‘Twas the night before finals…
Let’s all admit that we’d rather do literally anything other than study for finals. Here are 50 things that I would rather do than study for one more second.
1. Step on a lego.
2. Watch a “Keeping up with the Kardashians” Marathon.
3. Give up Pizza.
4. Get another Rhinoplasty.
5. Break the heel on a brand new pair of heels.
6. Let my boyfriend do my eyebrows.
7. Workout at the gym without headphones.
8. Sit in an ice bath.
9. Pour hot sauce on my tongue.
10. Not sleep for two weeks straight.
11. Listen to Mariah Carey’s 2014 performance of “All I Want for Christmas is You” on repeat for 24 hours.
12. Teach Bruce Jenner how to use a tampon.
13. Fit a queen sized fitted sheet on a king bed.
14. Join a sorority.
15. Pluck my eyelashes out.
16. Go to the airport the week of Christmas.
17. Start my period in white pants.
18. Third wheel my best friend and her boyfriend.
19. Eat mayonnaise straight out of the tub.
20. Have an 8 a.m.
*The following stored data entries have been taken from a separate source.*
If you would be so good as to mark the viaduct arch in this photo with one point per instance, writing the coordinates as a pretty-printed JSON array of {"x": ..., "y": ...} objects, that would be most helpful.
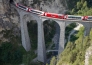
[{"x": 41, "y": 43}]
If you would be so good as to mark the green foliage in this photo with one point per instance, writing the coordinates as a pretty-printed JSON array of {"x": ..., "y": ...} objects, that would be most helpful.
[
  {"x": 68, "y": 29},
  {"x": 10, "y": 53},
  {"x": 53, "y": 61},
  {"x": 90, "y": 60},
  {"x": 74, "y": 52}
]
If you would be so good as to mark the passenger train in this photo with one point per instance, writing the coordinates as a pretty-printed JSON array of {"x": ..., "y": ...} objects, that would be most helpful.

Friday class.
21. Get stuck in southbound I-77 traffic on a Monday morning.
22. Cheer on the Patriots.
23. Consume an entire bottle of Miralax.
24. Chew gum from underneath a school desk.
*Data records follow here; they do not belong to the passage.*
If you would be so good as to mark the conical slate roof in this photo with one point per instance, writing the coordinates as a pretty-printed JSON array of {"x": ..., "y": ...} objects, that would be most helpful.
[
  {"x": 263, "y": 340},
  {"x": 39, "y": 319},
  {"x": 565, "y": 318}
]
25. Eat soggy, leftover salad.
26. Take a cheese grater to the face.
27. Stand next to a Victoria Secret model in a bikini.
28. Compare asses with Khloe Kardashian.
29. Attend a Hillary Clinton rally.
30. Scald my tongue with coffee.
31. Willingly swim in shark infested waters with a bloody arm.
32. Get hit in the ankle with a razor scooter.
33. Be allergic to my new puppy.
34. Name my first child “Blue Ivy.”
35. Get tackled by JJ Watt.
36. Get a root canal.
37. Take the SAT again.
38. Major in Math.
39. Make a sandwich with the end pieces of the bread.
40. Watch all eight Harry Potter movies with no bathroom break.
41. Watch Chris Crocker’s ‘Leave Britney Alone” Youtube video.
42. Drop out of college.
43. Listen to the mixtape a guy gave me outside of Walmart.
44. Go to a Taylor Swift concert.
45. Get chased by Michael Myers.
46. Live in an American Horror Story Episode.
47. Give away all my eye shadow palettes.
48. Have my phone volume on when I try to take a sneaky picture.
49. Listen to Iggy freestyle.
50. Lick a gas station gas pump handle.